Of course, some think that’s good news. Ensuring that people can support themselves and their families is a laudable goal. But there’s a problem: It’s called the law of unintended consequences.

Sometimes, an action causes the opposite of what it was intended to do. We are perilously close to that when it comes to the minimum wage.

Requiring that employers pay a higher wage does not magically provide them with the money to do so. With our state’s economy faltering and unemployment above nine percent, adding more costs to employers, especially small businesses teetering on the brink, doesn’t create more jobs.

In fact, it may do just the opposite.

As economics professor and author Dr. Bradley Schiller recently wrote in The Wall Street Journal, “The overwhelming evidence is that higher minimum wages reduce the availability of jobs at the lowest end of the job market.”

We need to have a full and open discussion of this important issue. Unfortunately, anyone who dares challenge the notion of hiking the minimum wage is branded as heartless and any politician who even suggests looking at the minimum wage is attacked as anti-worker.

While that may be effective electioneering, it doesn’t help put people to work nor does it help struggling employers.

As our minimum wage is set to automatically increase to $9.04 for 2012 — with $10 on the horizon — we may be approaching a tipping point where employers stop hiring. This would be particularly hard on young or unskilled workers. After all, why pay a beginner $10 per hour when experienced workers are unemployed?

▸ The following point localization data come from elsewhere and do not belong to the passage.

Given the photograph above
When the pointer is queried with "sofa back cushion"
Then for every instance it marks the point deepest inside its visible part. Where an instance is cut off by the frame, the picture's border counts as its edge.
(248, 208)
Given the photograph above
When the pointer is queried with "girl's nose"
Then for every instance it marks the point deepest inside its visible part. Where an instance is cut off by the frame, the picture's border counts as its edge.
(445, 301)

And the wage itself is just the beginning. After adding in the other employer costs such as unemployment, workers’ compensation taxes, social security and other payroll costs, the out-of-pocket costs jump to over $11 an hour.

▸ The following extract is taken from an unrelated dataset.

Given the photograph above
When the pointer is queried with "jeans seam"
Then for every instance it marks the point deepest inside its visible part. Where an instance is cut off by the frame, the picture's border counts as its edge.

But as economist Thomas Sowell wrote, “Unfortunately, the real minimum wage is always zero, regardless of the laws, and that is the wage many workers receive…because they lose their jobs.”

Part of the debate over the minimum wage centers on its purpose. Some argue it must be high enough to support a family, while others point out that it’s meant to be a floor — a minimum — for unskilled people entering the job market. In his study of minimum wage jobs over time, Dr. Schiller found that most adults work at minimum wage jobs only a short time; that over 70 percent had moved onto higher paying jobs within two years.

My view of the minimum wage is shaped by my personal experience.

In the summer of 1963, I bused tables, scrubbed pots and peeled potatoes at a family-owned restaurant and bar in Butte for minimum wage — $1 an hour. The dad was the greeter and bartender, the mom was the cook and bookkeeper. The oldest son was the afternoon shift cook and a daughter worked as a waitress.

More than once — usually around tax time — the mom told me my $20 pay would be delayed and asked that I trust them for the money. They always made good on my pay, but it was a struggle for them, especially when times were bad and costs increased.

Eventually, they hit a tipping point. When they could no longer absorb additional costs they lost their business.

When the restaurant shut its doors, there were no newspaper headlines, no press conferences, no political debates. Only a simple sign on the door that said, “Closed.”

Don Brunell is the president of the Association of Washington Business.